I’m just back from being distracted by a beautiful sunset. I had a quick walk and tried a different location to take the pictures. Despite not wishing to linger on my own, on a quiet footpath, for too long, I managed to take 75 photos (thank goodness for digital)! I shan’t share all of them:
Also today I’ve been spinning and weaving in circles:
In other news, the house is sold (subject to contract and solicitors) and another house is bought (subject to the same), so I’m constantly thinking I should be clearing clutter and packing boxes, but not quite managing to commit to doing it. I had hoped to move during the school summer holidays, but this now appears to be desperately unlikely. So much has happened in the last few weeks, that it seems months since I was taking part in Open Studios, but in fact it was only one month ago! Perhaps in another month I’ll have moved house!
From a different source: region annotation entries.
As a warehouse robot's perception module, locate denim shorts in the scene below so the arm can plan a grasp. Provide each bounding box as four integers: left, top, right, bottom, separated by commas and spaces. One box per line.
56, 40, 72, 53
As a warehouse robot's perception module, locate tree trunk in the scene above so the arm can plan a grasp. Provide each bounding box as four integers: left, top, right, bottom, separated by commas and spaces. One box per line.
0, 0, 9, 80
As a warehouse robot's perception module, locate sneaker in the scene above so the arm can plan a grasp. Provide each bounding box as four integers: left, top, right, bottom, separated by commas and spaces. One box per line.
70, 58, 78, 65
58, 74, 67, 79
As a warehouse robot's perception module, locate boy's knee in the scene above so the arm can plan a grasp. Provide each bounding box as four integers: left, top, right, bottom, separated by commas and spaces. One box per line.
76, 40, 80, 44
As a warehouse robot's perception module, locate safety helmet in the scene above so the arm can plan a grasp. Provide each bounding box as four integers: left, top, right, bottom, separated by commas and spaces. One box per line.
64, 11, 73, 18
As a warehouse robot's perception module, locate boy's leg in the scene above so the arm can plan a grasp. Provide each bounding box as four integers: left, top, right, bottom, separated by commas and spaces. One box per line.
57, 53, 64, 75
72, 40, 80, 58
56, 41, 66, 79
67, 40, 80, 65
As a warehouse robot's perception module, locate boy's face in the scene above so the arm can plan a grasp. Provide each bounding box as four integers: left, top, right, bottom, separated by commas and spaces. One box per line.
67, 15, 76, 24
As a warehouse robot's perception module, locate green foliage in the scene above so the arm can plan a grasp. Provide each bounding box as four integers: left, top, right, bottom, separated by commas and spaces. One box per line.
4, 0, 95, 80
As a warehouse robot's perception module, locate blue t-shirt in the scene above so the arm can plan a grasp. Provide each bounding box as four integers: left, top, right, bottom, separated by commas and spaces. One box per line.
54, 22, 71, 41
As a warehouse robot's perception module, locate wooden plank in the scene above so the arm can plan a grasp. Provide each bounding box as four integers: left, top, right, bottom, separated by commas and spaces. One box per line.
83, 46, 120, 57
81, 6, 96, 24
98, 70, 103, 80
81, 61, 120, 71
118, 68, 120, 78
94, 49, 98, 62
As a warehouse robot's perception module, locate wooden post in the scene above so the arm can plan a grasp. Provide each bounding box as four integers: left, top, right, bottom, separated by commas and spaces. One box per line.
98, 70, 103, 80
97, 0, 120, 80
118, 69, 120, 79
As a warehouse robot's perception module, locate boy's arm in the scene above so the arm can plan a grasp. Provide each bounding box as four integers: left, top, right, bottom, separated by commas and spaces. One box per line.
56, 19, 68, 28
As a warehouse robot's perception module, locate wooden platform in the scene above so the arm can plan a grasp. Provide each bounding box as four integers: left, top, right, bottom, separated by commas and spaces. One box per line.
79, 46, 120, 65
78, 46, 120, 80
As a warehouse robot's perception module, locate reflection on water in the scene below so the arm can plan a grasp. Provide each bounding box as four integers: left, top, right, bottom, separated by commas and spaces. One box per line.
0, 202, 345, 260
This yarn started in April as a desire to use some stunning blue Teeswater locks. Lots of playing around with different colours eventually resulted in a pile of wool, bamboo, trilobal-nylon and some seacell…
To the blending board:
Spinning the first single:
Plied and drying on the line, on what feels like the first dry day in weeks:
This yarn reminds me of piercing blue seas, with crashing waves, golden sands, seaweed and white horses; and so I’m calling it Seascape. Ideally I’d like to knit this into something to wear by the time Open Studios starts (in less than two weeks), however I have a second call on my time. The “personal news” I mentioned in my last post – I’ve put my house up for sale! Eeep!
Time, I am finding, is flying by. Open Studios is rapidly approaching, it is less than 3 weeks away now! Over the last few days I’ve reviewed my photos, selected some and prepared them for printing. Today I sent them to the printers and they will be ready to pick up in a few days. This is the first time I’ve tried selling any of my photography, and I’m excited to see how well they do.
I noticed that there is a distinct theme to my photographs. I’ve created a collage of them here, for a taster, but the full versions will be available to buy, during Open Studios, printed to A4 size.
I have other news: a finished shawl, some art yarn, a home made desk-top lighting studio and some big news on a personal front. But all those I’ll share in a future post…
I live on the outskirts of a beautiful city, but I find that sadly I don’t make enough use of all that it has to offer. So yesterday my friend and I decided to correct this and see the “Death on the Nile” exhibition. It was fascinating, and amazing how well some of the painting on the coffins has survived over millennia! We did, however, find ourselves becoming more and more curious over the pigments used for the painting! We learned that many of the pigments were earth based. And the blue on the newest coffins (those around 2 thousand years old) was indigo. A different blue was used on the older coffins. The museum has just posted an explanation of the pigments used including a video showing how Egyptian Blue was made.
Sadly we weren’t allowed to take photos in the exhibition. However, there was no such restriction for the recently arrived Henry More sculpture:
This is “Hill Arches” and is on loan at the Fitzwilliam museum in Cambridge until November 2017.
I thought the patina would be a good colourway for some dyeing:
I parted company with my friend and headed back to the car. On route I met these guys:
They decided to follow me:
Oh my, they have horns:
Fortunately they were really only interested in finding some tastier grass!
After I’d picked the children up from school we came back into town for a picnic in the botanic gardens. The ducks got bored of asking for sandwiches, so sat down to wait until we were finished:
I can never resist pinks and purples!